Why is language equity in LLMs important?

This imbalance has efficiency and cost consequences. For instance, longer sequences are required to encode the same amount of information in lower-resourced languages compared to English, making models less efficient and more expensive to run. Additionally, the English-centricity of these models can introduce undesirable cultural biases. TildeLM will be trained to ensure equity for all supported languages.

What languages does the TildeLM project focus on?

The project targets Eastern European and Baltic languages such as Bulgarian, Croatian, Czech, Estonian, Finnish, Latvian, Lithuanian, Macedonian, Montenegrin, Polish, Serbian, Slovak, Slovene, and Ukrainian. The model will also support bigger languages such as English, French, German and Russian in balanced proportions to support translation and related multilingual tasks.

What does a “foundational model” mean?

A foundational model is a large, general-purpose AI model trained on a broad range of data. It serves as the “base” for building more specialised tools like internal virtual assistants, chatbots, or industry-specific AI applications.
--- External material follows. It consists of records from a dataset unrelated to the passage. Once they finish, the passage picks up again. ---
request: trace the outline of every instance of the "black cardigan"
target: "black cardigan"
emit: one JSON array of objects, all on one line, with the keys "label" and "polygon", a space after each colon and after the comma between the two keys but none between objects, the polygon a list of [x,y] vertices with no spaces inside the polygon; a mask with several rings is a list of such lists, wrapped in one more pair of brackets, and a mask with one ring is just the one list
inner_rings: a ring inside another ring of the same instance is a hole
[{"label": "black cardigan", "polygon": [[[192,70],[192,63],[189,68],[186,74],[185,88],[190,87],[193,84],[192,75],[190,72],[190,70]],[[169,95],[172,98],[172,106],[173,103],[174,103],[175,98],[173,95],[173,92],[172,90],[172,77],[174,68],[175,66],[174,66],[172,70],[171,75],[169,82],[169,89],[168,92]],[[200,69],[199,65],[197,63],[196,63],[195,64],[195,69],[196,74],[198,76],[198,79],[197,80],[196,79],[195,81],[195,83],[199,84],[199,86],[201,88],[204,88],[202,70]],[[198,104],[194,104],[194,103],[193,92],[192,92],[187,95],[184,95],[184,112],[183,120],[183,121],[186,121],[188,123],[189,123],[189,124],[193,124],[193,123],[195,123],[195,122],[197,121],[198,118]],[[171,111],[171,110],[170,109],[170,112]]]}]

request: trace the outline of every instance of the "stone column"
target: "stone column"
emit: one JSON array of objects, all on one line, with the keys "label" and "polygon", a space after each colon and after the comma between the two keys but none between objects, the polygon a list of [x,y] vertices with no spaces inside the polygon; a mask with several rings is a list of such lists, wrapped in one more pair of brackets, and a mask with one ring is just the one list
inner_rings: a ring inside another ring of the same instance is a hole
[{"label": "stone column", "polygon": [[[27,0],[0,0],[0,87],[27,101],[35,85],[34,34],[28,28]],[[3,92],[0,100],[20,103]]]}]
Once trained, it can be fine-tuned with specific data to perform targeted tasks more accurately and reliably.

What is the LUMI supercomputer?

The LUMI (Large Unified Modern Infrastructure) supercomputer is the fifth fastest supercomputer globally and the fastest in Europe. It is part of the EuroHPC Joint Undertaking, a collaborative effort involving the European Union and European countries to create a world-class high-performance computing (HPC) ecosystem in Europe. The LUMI supercomputer is located in Kajaani, Finland.
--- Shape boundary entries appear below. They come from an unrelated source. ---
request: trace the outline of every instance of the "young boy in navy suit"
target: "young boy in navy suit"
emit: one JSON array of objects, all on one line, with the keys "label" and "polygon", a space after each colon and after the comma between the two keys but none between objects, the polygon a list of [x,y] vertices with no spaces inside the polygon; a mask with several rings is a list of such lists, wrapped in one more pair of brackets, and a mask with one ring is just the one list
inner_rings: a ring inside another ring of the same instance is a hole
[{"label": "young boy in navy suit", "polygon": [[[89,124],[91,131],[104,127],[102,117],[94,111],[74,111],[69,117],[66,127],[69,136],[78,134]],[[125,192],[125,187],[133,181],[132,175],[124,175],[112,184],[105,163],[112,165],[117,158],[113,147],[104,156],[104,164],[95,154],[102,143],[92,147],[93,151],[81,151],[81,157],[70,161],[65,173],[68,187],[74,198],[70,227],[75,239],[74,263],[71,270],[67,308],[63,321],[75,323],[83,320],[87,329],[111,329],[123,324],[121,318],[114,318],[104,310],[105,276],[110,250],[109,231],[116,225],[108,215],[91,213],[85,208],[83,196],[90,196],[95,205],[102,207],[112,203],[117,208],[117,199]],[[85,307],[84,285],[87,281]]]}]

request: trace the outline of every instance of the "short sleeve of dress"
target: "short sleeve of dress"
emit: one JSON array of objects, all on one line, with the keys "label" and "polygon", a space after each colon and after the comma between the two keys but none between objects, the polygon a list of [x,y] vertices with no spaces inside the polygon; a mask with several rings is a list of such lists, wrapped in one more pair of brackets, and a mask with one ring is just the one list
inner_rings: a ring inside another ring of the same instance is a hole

What is the Large AI Grand Challenge?

The purpose of the Large AI Grand Challenge, funded by the European Commission, is to expand European AI frontiers by harnessing the potential of large-scale AI models. The participants in the competition were innovative startups and SMEs with the technical capacity to develop AI models that boost Europe’s competitiveness in Generative AI. The European Commission has announced the winners of the Large AI Grand Challenge. Four innovative AI companies from Europe, including Tilde, will share a prize of €1 million and 8 million computational hours to advance Europe's leadership in AI development.

What is Tilde?

Tilde is a leading European language technology innovator and service provider with a mission to promote language diversity in the digital age. Tilde has over 150 employees in three offices located in Riga, Vilnius, and Tallinn. Tilde’s research team is comprised of nine PhDs and their research associates and has authored over 260 scientific publications. Over the years, Tilde has developed a vast R&D partnership network with leading EU research centres and universities and serves as a language technology research hub for the Baltic region. Most recent research and development activities of Tilde are focused on foundational large language models (LLMs), fine-tuning of LLMs for downstream applications, and integration of instruction-tuned LLMs in natural language processing applications (e.g., machine translation, virtual assistants, retrieval-augmented generation systems, processing of spoken language, summarisation, etc.).